Tom rió, y las lágrimas resbalaron por su cara, humedeciendo el hombro de la chaqueta de Von Heilitz.

—Me lo imagino.

—A los dos nos costará un poco acostumbrarnos a esto —añadió Von Heilitz—. Pero quiero que sepas que creo que Victor Pasmore ha hecho probablemente todo cuanto podía. Sin duda no quería que crecieras como yo. Él ha tratado de que tuvieses lo que él considera una infancia normal.

Tom se apartó, y miró fijamente al anciano. Su rostro ya no simulaba una máscara, sino que le resultaba completamente familiar.

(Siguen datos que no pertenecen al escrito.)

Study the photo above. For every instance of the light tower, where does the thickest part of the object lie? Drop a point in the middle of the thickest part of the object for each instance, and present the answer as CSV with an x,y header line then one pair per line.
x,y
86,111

—La verdad es que, dadas las circunstancias, ha hecho un buen trabajo. Y no debe de haber sido fácil para él.

El mundo había cambiado por completo a pesar de que seguía siendo el mismo: la diferencia consistía en que ahora Tom podía entender —o al menos empezar a entender— detalles de su vida que resultaban inexplicables excepto como pruebas de su rareza, o de su falta de interpretación.

—Oh, si piensa usted que ha hecho una chapuza… —dijo Tom.

—Vayamos adentro —interrumpió Von Heilitz.